Teaching Hat Boi is no easy task. It takes years of practice to master. Some scholars question whether it is even possible to learn it in the United States, given the lack of cultural and institutional supports to pass on the tradition.
Others say the United States is precisely where the future of Hat Boi lies as Vietnamese-Americans become increasingly successful and can afford to invest more time, and cash, in cultural preservation.
“The way the Vietnamese culture and art can be saved is by the Vietnamese overseas,” says Michelle Phuong Thao, executive director of the Viet Art Center Foundation in Orange County. “It is going to be us to do it, not them.”
As a teenager, Bay recalls singing along with her sister and cousin in nightly performances in her family’s Saigon neighborhood, raking in a small fortune with help from a microphone her father had bought her. She had always loved music, ever since she tagged along with her father to see a Hat Boi troupe perform near her home as a young girl.
But Bay’s aspirations did not always lie with Hat Boi.
With her melodic voice, she dreamed of performing in the modern Vietnamese theater, which was more in vogue with girls her age. After a dismal audition for the popular Cai Luong theater program at the Conservatory of Saigon in 1960, Bay says, she sat dejected, afraid she had missed her shot at stardom.
Outside the theater, her luck changed. An instructor caught sight of her and invited her to try out for a new, government-subsidized program aimed at boosting Hat Boi.
Bay immersed herself in the opera’s archaic poetry and music, despite ridicule by her friends in another theater program. Four years later, she graduated and became a successful artist performing across Vietnam.

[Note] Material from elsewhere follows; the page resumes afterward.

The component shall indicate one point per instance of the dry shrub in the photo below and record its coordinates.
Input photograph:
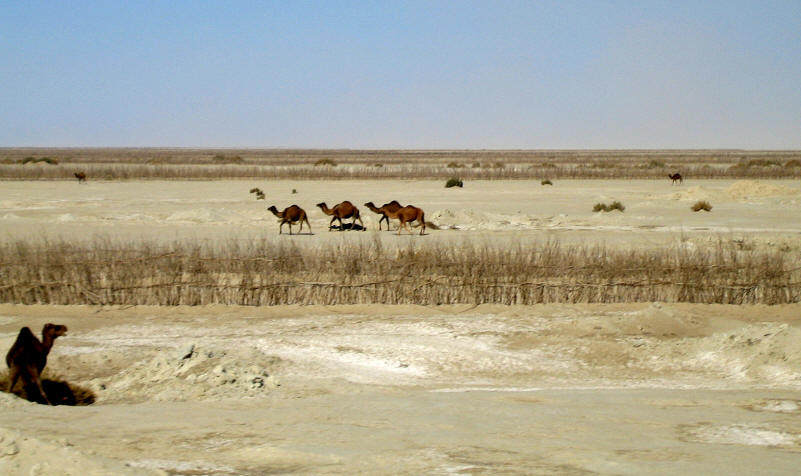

After her husband died during the Vietnam War, Bay started teaching Hat Boi to another crop of star-struck youth — many who entered the conservatory to avoid the battlefield — and took a second job translating Vietnamese texts to English for U.S. army officials.
She would sometimes perform Hat Boi for free, thriving from the thunderous applause of the audience. They’d throw money tucked inside paper fans at her feet, she says.
After the war, the communist government took hold of the conservatory. Bay says corrupt officers tried to demand she sleep with them if she wanted to perform and threatened to take away her teaching job. But she refused.
In 1992, Bay emigrated to the United States. She packed cassette tapes, books and song sheets, hoping to start a Hat Boi class in the bustling Vietnamese community here. But when she arrived, her heart sank.
“When I came here, I didn’t see Hat Boi,” Bay recalls. “They said, Hat Boi? What is that?”
She eventually became a nurse’s assistant, saved up enough to retire and brought her daughters and their families to live with her in a small house in Orange County. Hat Boi had no place in her new world of suburban strip malls, Hollywood movies and blaring rock music.
Five years ago, she was asked to give a Hat Boi demonstration at the University of California, Los Angeles. The event inspired professors and advocates to search for funding to start the community’s first Hat Boi class.
It began last year in a practice room at the Vietnamese American Arts & Letters Association.
On Thursday nights, a handful of rambunctious 4-, 6- and 8-year olds cluster around a table sipping juice boxes before lining up to learn the opera’s carefully choreographed steps. The adult students then take the floor, clutching fans draped with red and yellow tassels. Some remember their teacher from newspaper snapshots back in Vietnam.
In late February, Bay’s class will give its first performance. The true test of the class’ success, however, will be whether the children learn to appreciate Hat Boi along with the latest band to hit the airwaves.
“Somehow, it will integrate into their lives,” says Ysa Le, the association’s executive director. “Once you learn something … I think it will be with you forever.”